A publication of the Archaeological Institute of America
Stemming the looting of sites by cutting off a major market
In an effort to slow the plundering of its rich archaeological heritage, China has asked the U.S. to restrict imports of archaeological materials under the Convention on Cultural Property Implementation Act. The State Department's Cultural Property Advisory Committee held a public hearing on the request this past February. (For more on China's request and the legislative background, see the Department's website at www.exchanges.state.gov/culprop/.)
At the hearing, Cindy Ho, director of Saving Antiquities for Everyone (www.savingantiquities.org), presented some 500 petitions from members of the general public supporting China's request, and several others spoke in favor of it. Others, including myself on behalf of the Archaeological Institute of America (AIA), sent in letters of support (see www.archaeological.org for some of the texts). Fifteen people, mostly dealers and collectors, spoke against it.
According to Robert Murowchick, director of the International Center for East Asian Archaeology and Cultural History at Boston University, the study of archaeology in China has developed dramatically in recent years. "It is ironic," Murowchick wrote the committee, "that this new 'golden age' of scientific archaeology in China comes at a time when [its] cultural heritage...increasingly falls victim to the...highly destructive looting of sites that feeds the...insatiable international market for antiquities." In recent years, Murowchick has seen many Chinese sites that were destroyed by looters, and has noted increasing quantities of undocumented antiquities in the art galleries of Hong Kong, New York, and other cities.
He Shuzhong, 2004 winner of the AIA's Outstanding Public Service Award and director of the Beijing Cultural Heritage Protection Research Centre, has long been involved in documenting the extent of looting in China, such as the "excavation" of tombs with bulldozers and dynamite, and the theft of bronzes, gold ornaments, jades, and inscriptions. Invariably, the plunderers leave behind a sorry trail of unsaleable broken and scattered pottery and human remains.
China recently strengthened its Law on the Protection of Cultural Relics (2002), vesting ownership of all cultural relics in the state and prohibiting the sale and permanent export of newly excavated archaeological objects. At the same time the law encourages temporary export of cultural objects for museum exhibitions, allowing the public in the United States to view and enjoy them. This undercuts the argument made by dealers and collectors that people won't be able to see these objects if there are import restrictions.
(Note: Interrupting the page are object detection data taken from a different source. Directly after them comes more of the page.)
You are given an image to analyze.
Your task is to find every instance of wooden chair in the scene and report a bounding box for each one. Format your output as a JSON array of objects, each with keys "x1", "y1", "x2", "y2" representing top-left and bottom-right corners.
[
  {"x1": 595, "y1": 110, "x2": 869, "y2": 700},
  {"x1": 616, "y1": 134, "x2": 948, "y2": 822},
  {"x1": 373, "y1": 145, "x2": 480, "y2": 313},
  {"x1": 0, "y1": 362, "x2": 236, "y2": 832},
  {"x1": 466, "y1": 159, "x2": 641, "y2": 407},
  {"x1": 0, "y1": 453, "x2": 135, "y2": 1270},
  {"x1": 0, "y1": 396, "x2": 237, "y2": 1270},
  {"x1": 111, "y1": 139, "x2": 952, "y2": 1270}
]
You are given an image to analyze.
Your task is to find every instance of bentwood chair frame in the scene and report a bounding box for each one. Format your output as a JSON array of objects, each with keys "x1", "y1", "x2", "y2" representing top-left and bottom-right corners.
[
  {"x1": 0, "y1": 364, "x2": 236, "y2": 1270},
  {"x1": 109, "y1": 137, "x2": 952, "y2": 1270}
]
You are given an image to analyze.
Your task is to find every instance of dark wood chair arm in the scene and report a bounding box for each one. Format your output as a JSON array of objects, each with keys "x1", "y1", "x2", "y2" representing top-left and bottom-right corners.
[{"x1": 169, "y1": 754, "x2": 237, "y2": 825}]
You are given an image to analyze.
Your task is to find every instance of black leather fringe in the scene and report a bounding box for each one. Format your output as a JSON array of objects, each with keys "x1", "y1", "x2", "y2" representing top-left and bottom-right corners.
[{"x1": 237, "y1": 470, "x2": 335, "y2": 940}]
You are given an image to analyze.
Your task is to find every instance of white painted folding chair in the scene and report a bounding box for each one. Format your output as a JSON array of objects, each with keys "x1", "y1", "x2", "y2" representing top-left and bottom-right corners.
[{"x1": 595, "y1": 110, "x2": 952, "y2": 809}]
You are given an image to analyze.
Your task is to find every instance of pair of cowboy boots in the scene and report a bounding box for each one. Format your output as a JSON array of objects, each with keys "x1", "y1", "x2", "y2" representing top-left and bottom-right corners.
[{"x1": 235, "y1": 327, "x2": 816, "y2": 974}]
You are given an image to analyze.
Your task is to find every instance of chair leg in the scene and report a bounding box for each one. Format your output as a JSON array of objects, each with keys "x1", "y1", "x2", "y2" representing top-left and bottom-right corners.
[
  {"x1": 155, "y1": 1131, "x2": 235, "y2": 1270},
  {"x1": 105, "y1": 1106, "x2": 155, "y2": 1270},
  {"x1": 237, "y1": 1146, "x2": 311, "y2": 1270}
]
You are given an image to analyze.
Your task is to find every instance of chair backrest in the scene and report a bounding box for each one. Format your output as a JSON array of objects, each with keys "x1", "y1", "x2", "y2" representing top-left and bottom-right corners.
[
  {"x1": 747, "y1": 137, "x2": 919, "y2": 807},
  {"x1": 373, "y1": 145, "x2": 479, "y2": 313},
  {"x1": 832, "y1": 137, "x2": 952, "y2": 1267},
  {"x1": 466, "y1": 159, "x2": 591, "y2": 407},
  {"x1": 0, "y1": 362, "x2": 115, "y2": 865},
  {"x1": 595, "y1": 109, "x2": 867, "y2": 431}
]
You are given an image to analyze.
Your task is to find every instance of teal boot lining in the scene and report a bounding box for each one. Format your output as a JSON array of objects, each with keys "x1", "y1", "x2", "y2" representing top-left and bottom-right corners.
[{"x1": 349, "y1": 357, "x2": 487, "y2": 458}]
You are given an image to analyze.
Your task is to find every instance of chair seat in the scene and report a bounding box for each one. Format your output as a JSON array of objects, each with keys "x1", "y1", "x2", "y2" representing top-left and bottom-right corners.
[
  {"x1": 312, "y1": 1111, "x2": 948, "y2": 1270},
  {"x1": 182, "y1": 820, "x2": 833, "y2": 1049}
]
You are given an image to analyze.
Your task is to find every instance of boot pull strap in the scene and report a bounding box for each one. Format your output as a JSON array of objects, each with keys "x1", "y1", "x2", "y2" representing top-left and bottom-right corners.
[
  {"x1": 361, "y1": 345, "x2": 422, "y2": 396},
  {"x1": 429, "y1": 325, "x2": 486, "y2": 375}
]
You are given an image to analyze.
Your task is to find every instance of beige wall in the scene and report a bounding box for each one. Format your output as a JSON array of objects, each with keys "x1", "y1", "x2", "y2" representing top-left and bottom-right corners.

China is making efforts to enforce the law, recently intercepting, for example, a shipment of more than 2,200 antiquities headed for the U.S. But the problem of looting is just too vast, and China needs help. U.S. import restrictions would go a long way toward cutting off one of the biggest markets for stolen Chinese antiquities. The AIA strongly supports China's request.
Jane C. Waldbaum is the president of the Archaeological Institute of America.